The panel, “Essential Building Blocks to Facilitate a Digitally Inclusive Ecosystem,” provided expert insights into the role of technology in addressing barriers to healthcare. Panelists included Mignon Clyburn, Former Commissioner of the Federal Communications Commission and Principal at MLC Strategies, Broderick Johnson, Executive Vice President Public Policy & Executive Vice President of Digital Equity at Comcast and Dr. Bimal Shah, Chief Operating Officer of Homeward Health. The panel reinforced the urgent need in the U.S. to address access barriers that contribute to socioeconomic disparities in health outcomes.

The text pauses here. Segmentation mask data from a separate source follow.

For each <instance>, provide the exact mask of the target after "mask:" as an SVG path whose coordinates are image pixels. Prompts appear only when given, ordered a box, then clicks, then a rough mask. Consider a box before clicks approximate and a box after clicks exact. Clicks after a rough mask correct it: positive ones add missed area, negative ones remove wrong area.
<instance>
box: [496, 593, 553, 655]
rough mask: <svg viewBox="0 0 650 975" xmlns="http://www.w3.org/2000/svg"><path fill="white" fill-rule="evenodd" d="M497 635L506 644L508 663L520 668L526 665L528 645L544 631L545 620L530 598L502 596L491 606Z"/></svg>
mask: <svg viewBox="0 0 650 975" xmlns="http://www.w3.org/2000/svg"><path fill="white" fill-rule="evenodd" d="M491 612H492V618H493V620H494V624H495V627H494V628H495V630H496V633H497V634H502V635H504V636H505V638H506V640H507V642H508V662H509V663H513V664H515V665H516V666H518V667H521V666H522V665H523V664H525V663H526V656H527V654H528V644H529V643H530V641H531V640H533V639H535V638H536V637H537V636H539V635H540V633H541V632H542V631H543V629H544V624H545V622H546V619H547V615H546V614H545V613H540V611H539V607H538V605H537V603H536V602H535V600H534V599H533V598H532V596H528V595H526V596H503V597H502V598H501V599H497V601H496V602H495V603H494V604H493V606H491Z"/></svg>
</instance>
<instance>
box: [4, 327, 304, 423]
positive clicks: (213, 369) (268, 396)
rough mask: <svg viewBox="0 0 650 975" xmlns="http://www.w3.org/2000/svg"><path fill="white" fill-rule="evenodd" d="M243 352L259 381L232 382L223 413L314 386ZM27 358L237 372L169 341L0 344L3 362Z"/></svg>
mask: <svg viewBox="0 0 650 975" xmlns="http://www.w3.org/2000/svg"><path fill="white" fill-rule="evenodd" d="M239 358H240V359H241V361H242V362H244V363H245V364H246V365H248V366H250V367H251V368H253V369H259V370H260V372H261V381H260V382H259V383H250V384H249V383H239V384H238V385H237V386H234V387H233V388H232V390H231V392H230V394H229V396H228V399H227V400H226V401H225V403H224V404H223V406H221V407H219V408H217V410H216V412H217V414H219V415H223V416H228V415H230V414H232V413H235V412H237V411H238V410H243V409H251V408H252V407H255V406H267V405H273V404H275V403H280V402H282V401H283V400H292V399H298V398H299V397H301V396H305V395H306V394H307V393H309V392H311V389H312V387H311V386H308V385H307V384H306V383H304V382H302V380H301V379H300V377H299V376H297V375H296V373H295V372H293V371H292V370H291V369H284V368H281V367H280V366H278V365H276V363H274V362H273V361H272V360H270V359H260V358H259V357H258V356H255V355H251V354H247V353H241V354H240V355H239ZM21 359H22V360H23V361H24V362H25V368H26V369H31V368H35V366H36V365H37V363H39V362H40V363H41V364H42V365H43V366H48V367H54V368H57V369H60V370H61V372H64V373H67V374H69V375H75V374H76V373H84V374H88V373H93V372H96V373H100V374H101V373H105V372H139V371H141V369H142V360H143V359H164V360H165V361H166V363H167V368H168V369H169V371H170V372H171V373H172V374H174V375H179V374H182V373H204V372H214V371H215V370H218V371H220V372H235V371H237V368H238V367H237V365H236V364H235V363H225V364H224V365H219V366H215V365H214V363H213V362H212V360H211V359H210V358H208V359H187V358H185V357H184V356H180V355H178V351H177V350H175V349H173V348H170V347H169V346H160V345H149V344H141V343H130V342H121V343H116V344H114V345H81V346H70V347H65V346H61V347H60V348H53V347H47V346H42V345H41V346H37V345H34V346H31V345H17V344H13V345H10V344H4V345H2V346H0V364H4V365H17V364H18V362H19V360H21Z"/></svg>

Dennis Johnson also spoke with LaShawn McIver, MD, MPH, Director, Office for Minority Health, Centers for Medicare and Medicaid Services at the Washington DC Digital HealthEX Summit, presented by the Howard University Health Innovation Project. McIver’s remarks reinforced the urgency of the nation’s commitment to addressing health access barriers that contribute to health inequity. Highlighting increased federal support for broadband development, surging interest and investment in digital health technology, and growing recognition of the value of encouraging and facilitating digital health literacy.
Improving access to digital health technology will be a key part of strategic efforts to address the challenges of making healthcare accessible to all underserved New Yorkers, especially those in rural communities. The Mother Cabrini Health Foundation is dedicated to supporting our grantee organizations across the state that are working diligently to provide access to quality technology-enabled care for those in need.